Fool contributor Andrew Walker has no position in Inter Pipeline Ltd.

Kay Ng: Northview Apartment REIT (TSX:NVU.UN)

Northview Apartment REITs (TSX:NVU.UN) share price has fallen more than 40% from 2014. It’s now a compelling value and income investment with a 9.6% yield.

Northview is trading at a significant discount to its peers and its normal historical multiple. From $17, it can rise to the $27 to $28 level for a 58-65% price appreciation. However, commodity prices need to show signs of recovery first because 22% of its net operating income comes from resource-based regions.

Northview’s residential portfolio maintains an occupancy rate of 93%. On top of that, its payout ratio is only 67%. So, shareholders can enjoy a safe 9.6% yield while they patiently wait for its price appreciation.

Fool contributor Kay Ng owns shares of Northview Apartment REIT.

Karen Thomas: Northland Power Inc. (TSX:NPI)

Investors can view Northland Power as a “safer” way to play the clean energy investment theme, a theme that one can reasonably expect to be very profitable for those investors who invest in it. Northland Power has been around since 1987, and is a diversified producer of solar, wind and thermal power.

The future looks bright for the company, as capital spending will decrease in 2017 and bring with it a lower payout ratio, and as the company’s exposure to clean energy will increase dramatically. On top of the potential upside to the stock, investors are rewarded with a dividend yield of north of 6%.

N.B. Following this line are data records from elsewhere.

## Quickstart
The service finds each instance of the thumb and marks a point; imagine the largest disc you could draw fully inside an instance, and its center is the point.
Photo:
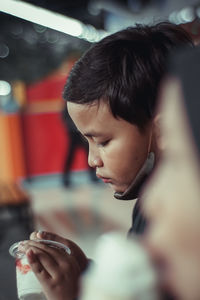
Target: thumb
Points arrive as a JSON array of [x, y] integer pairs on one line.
[[47, 236]]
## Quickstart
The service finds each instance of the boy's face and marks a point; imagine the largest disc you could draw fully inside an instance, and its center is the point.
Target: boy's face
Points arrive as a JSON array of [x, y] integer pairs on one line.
[[117, 149]]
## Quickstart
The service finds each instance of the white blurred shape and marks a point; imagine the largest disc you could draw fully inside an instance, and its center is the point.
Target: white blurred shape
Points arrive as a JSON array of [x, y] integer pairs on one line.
[[4, 50], [121, 270], [5, 88]]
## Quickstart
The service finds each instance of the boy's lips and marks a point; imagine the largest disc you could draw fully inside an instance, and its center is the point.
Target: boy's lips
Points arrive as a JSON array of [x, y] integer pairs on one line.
[[104, 179]]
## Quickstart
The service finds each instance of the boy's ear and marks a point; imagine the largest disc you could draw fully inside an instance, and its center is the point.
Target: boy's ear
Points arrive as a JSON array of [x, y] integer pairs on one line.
[[157, 130]]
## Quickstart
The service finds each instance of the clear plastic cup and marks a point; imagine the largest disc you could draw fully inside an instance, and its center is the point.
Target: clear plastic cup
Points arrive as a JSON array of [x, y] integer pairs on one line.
[[28, 286]]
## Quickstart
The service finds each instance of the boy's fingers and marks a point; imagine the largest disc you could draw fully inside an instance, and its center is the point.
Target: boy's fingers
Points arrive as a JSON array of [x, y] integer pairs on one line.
[[33, 235], [55, 252], [39, 270], [47, 236]]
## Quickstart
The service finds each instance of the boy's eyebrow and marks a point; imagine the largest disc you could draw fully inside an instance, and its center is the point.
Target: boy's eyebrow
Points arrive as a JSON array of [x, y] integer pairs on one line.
[[92, 134]]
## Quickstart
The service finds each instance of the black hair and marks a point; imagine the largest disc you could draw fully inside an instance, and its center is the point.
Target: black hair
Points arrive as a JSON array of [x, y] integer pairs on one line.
[[125, 69]]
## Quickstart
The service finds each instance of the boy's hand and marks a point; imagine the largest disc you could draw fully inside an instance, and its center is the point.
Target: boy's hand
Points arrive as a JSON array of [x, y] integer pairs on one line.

Fool contributor Karen Thomas owns shares of Northland Power Inc.

Jacob Donnelly: Telus Corporation (TSX:T)(NYSE:TU)

Despite concerns about competition, I also believe that Telus Corporation (TSX:T)(NYSE:TU) is the top stock for investors right now. The stock has been hammered down over the past few months, making the stock incredibly attractive.

Across the board, Telus is seeing growth in its multiple products. It added 26,000 new television customers in its last quarter whereas other telecoms lost subscribers. Its wireless business has seen a 3% increase in subscribers year-over-year.

All of this has allowed the company to pay a 4.5% yield, which is $0.44 per quarter. I expect the dividend to continue rising since the payout ratio is at 70%, which is in the middle of the company’s desired range of 65-75%.

Fool contributor Jacob Donnelly does not own shares in this company.